Regarding this, I want to note that most of the apps run in browsers (which works on the desktop and the phone). Are there also native mobile phone apps?
The apps I use are all browser apps, or apps that were written for running on a server (command line apps). I didn’t check for native mobile phone apps. I don’t know if they exist. But, I also don’t see a technological reason that prevents native mobile phone apps to be build.
Really appreciate your reply! Also, regarding to your answer, I have several more questions hoping to hear your opinions. Many Thanks!
If it is an unsolved question in IT world, then what’s the point (in your opinion)of this technology-SoLid that aimed at gaining more control for individuals over data? Once you let others see your data, you cannot really retrieve it. Then how can Solid retrieve data that I let others view?
If I want to post a tweet now, and I also want to use SoLid to protect this tweet, what should I do?
If it is an unsolved question in IT world, then what’s the point (in your opinion)of this technology-SoLid that aimed at gaining more control for individuals over data?
It is unsolved in the tech world. No one lives in the tech world. We live in a human society and use tech. We need laws that protect against data theft and webs of trust where we can share information on bad actors. Tech is part of the solution, but not the complete solution.
I second what @jeffz said: someone copying data and then misusing it is a social & legal problem, not a technological one.
Sure, there’s DRM systems, but those are typically requiring vendor buy-in to support, and they layer on top of other protocols & formats.
As with any web service, read the terms of service documents & privacy policies, those are the binding legal contracts, not the technology.
If there’s anything we can do in this community, it might be to make those documents more approachable to the everyday person, and make having those documents accessible be a community standard.
Though, historically that’s been against companies interests where you are the product.
With Solid I can decide for myself who I trust my data to. With Twitter , Facebook I have to trust a very big company to handle my data well. If on my own Solid Pod my trust is misused only a (part) of my data is affected. If in Twitter , Facebook data is compromised, it affects millions of users. Examples are over where companies such as Cambridge Analytica (and that is not the only one) used your data in anyway possible to influence large masses.

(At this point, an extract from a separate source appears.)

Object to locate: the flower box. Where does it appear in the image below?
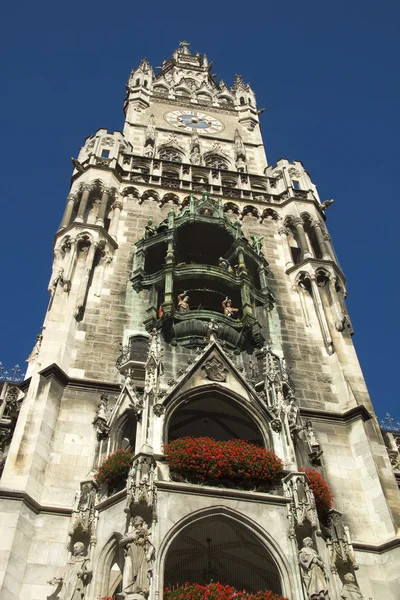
[94,450,134,495]
[300,469,333,521]
[164,436,283,489]
[164,583,286,600]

In general, there is no absolute protection that one user will misuse your trust. In the general there is also no protection that a big company (or other companies that use their data) misuses your trust.
If you want you can always put an encrypted file on your Solid pod and have a viewer technology that can only access this encrypted data for a while. This is something you can develop on top of any protocol (including Solid).
If you want to post a tweet now, then you post a message to a server over which you have no control. You can write the content/data of the tweet in a pod and make a link in the tweet:
This can’t actually be done, as you can’t do time bound encryption, the only thing you could do is encrypt on each retrieval and hope that the retrieving system deletes it’s locally cached copy of the data, and the associated keys. This is the classic DRM problem.
The only thing you can prevent is continued access to data on the server by that client/agent, and rotate encryption keys and not distribute the new keys to the client/agent you no longer trust, but anything they’ve seen they’ve seen.
Many thanks for hochstenbach andThisIsMissEm. It’s much clearer for me to understand this technology. And really appreciate jeffz ,you are right, that’s why we need laws to regulate our behavior.